China’s Search for Energy Security: Implications for U.S. Policy
Kenneth Lieberthal and Mikkal E. Herberg
This report examines China’s global search for energy security, draws implications for U.S. global energy and security interests, and recommends policies that will allow the United States to respond more effectively to China’s expanding global energy impact.
China is rapidly emerging as a major force in both world energy markets and global energy geopolitics, and key aspects of China’s new global energy activities are creating new challenges for U.S.-China relations. As the world’s two largest energy consumers, however, the United States and China share key common interests in the energy sector. Both nations can benefit if improved cooperation replaces the current drift toward a competitive energy relationship. The issue of trust will inevitably weigh heavily in determining future levels of cooperation. This paper proposes a sober U.S. policy that will enhance trust and strengthen multilateral, regional, and bilateral cooperation on energy issues.

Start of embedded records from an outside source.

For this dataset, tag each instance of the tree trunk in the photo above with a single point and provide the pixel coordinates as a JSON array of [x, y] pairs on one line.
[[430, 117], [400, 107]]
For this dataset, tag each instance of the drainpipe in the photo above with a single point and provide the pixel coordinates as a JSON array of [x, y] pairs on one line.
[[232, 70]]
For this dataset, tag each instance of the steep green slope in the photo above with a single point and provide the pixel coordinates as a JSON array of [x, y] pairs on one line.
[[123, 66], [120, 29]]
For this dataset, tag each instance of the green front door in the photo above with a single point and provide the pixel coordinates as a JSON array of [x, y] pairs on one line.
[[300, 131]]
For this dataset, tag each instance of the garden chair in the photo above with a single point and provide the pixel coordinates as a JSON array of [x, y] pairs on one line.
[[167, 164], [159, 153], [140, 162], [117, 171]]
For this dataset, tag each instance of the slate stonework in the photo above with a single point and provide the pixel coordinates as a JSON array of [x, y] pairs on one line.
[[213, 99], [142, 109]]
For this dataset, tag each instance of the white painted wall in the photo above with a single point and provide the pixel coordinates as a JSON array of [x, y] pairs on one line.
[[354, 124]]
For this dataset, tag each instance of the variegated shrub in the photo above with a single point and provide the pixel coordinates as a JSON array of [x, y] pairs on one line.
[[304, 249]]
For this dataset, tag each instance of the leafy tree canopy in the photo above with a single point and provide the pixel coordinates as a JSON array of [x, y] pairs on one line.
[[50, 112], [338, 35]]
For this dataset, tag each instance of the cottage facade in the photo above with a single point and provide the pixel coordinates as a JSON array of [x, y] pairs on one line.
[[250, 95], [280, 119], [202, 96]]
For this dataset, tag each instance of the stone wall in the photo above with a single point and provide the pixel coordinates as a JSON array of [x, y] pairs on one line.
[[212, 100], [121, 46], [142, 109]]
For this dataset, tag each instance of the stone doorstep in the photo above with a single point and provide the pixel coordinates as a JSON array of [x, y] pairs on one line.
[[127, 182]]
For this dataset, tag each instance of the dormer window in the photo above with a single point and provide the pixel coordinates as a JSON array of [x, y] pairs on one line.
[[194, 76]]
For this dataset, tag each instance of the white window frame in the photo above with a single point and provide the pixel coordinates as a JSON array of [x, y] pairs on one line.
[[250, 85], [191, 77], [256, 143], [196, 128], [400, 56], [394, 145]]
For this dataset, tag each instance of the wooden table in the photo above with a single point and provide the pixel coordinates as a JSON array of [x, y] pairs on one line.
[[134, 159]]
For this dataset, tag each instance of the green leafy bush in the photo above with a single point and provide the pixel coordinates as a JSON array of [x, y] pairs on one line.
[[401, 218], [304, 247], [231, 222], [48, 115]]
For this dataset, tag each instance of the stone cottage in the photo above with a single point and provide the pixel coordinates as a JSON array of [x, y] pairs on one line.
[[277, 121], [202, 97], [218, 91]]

There are a number of ways to promote constructive relations between the United States and China
- The United States should seek creative ways to integrate China into the International Energy Agency (IEA) and the Group of Eight (G-8). By helping to give Beijing a “seat at the table,” the United States can increase the chances that China will become a “stakeholder” in the major efforts of these institutions to deal with energy supply issues.

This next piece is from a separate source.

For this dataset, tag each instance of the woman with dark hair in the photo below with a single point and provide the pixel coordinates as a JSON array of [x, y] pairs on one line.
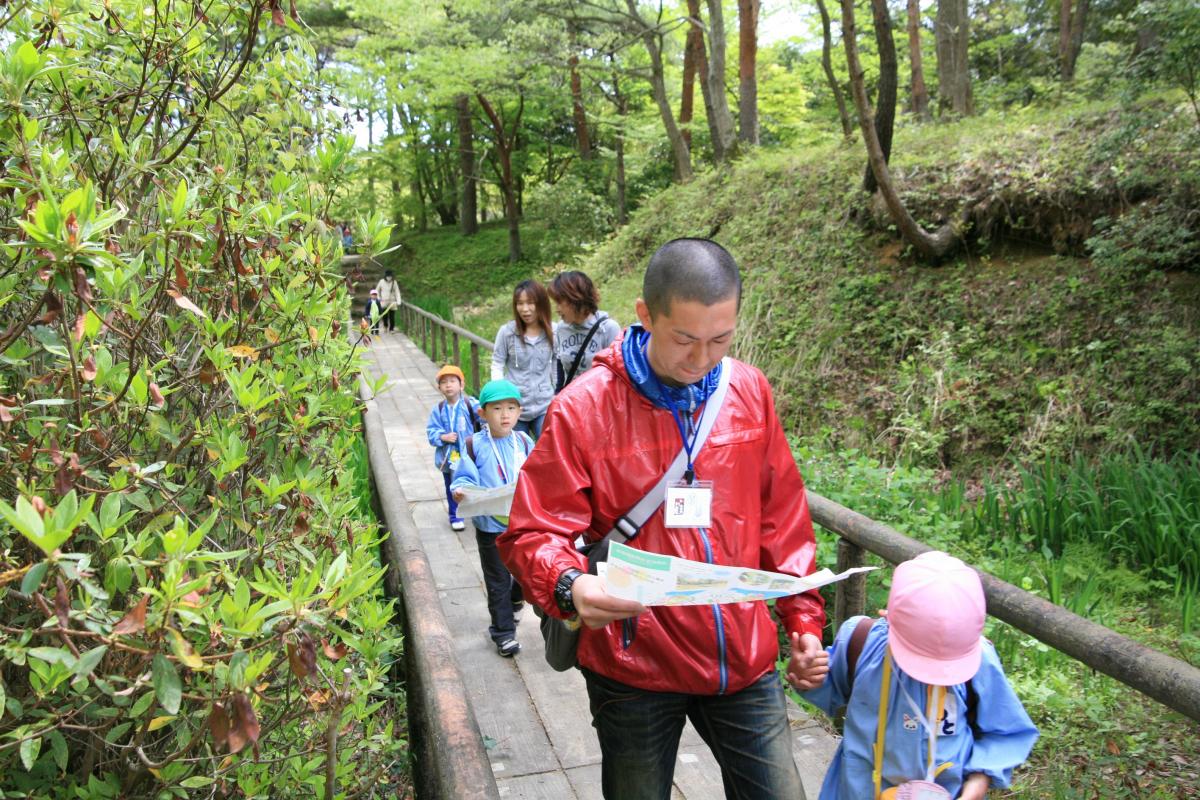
[[525, 354], [585, 330]]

- The United States should begin taking measures to promote the development of a Northeast Asia Security Community consisting of the United States, Japan, the Republic of Korea (ROK), China, and Russia. This group over time can take up regional energy issues.

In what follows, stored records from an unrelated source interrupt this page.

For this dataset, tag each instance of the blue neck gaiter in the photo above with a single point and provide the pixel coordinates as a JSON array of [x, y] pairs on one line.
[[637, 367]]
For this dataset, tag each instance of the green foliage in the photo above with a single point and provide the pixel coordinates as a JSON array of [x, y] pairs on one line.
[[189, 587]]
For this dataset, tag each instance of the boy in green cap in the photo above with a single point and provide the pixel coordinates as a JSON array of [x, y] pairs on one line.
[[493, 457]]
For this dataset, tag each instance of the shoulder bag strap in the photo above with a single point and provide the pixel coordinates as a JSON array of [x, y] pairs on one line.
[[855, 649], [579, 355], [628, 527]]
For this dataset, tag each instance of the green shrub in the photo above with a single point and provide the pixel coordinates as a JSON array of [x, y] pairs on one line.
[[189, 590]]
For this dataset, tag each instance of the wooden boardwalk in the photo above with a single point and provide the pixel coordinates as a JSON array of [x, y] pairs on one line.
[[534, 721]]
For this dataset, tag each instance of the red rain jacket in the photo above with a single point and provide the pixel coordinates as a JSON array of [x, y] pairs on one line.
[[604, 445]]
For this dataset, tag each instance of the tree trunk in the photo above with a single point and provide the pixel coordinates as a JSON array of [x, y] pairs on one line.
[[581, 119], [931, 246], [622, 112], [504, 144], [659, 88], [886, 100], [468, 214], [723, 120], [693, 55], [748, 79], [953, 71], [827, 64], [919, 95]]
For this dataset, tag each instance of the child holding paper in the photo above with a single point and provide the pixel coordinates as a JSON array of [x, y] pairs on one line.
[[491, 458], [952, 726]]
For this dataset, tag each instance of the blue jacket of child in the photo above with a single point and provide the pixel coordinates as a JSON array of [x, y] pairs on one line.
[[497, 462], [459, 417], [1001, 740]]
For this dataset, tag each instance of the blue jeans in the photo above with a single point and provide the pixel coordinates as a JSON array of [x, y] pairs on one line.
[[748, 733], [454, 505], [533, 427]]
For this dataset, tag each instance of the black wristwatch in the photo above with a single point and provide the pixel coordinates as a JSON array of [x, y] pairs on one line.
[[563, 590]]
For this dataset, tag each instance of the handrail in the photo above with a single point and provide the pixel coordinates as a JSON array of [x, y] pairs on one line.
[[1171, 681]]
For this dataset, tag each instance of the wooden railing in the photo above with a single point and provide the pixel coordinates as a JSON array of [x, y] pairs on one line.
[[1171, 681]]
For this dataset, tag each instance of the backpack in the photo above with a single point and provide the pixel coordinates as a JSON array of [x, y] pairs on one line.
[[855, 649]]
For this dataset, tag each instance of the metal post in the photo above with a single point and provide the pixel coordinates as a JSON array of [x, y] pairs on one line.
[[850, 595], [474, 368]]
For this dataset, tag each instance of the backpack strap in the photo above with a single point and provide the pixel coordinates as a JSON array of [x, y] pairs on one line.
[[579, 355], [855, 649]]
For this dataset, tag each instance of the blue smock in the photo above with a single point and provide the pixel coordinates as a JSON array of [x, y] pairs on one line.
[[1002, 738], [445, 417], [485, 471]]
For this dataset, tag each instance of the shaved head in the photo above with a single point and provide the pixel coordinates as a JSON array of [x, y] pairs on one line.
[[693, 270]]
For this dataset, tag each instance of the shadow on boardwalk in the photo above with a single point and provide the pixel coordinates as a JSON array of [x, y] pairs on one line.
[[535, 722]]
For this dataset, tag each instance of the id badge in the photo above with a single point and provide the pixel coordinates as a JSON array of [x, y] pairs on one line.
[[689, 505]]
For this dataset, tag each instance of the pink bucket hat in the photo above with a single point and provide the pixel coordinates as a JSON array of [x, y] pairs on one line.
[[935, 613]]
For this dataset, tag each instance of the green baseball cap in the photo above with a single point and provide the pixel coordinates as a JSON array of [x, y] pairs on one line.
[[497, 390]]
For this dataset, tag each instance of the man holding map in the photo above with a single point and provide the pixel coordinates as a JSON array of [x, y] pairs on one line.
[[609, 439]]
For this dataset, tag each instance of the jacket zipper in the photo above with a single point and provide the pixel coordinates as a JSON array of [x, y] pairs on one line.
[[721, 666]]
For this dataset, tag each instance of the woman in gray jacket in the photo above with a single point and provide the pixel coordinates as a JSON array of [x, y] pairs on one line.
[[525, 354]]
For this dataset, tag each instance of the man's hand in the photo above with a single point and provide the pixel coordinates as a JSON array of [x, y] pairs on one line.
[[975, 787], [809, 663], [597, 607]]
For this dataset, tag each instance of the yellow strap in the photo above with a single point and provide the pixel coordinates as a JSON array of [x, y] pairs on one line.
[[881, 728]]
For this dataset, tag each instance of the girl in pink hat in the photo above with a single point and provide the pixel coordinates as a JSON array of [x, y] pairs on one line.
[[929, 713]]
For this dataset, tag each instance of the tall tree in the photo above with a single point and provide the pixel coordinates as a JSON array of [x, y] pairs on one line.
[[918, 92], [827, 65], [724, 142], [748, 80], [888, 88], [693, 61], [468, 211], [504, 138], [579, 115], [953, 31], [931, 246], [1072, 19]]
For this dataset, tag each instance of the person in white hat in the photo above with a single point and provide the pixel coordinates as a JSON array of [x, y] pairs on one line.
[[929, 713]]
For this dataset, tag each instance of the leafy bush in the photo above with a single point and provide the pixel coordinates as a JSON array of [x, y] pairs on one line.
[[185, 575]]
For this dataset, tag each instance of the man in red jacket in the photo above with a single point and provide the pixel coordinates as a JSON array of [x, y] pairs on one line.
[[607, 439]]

Washington needs to promote an invigorated bilateral energy dialogue with Beijing.
- The United States would benefit from a set of policies that focuses on achieving the following goals: raising the importance of energy in bilateral dialogue at a policymaking level, avoiding measures and rhetoric that needlessly aggravate China’s sense of energy vulnerability, discouraging mercantilist competition for oil supplies in China and elsewhere in Asia, and encouraging energy efficiency, diffusion of new energy-saving technologies, and energy market reform in China.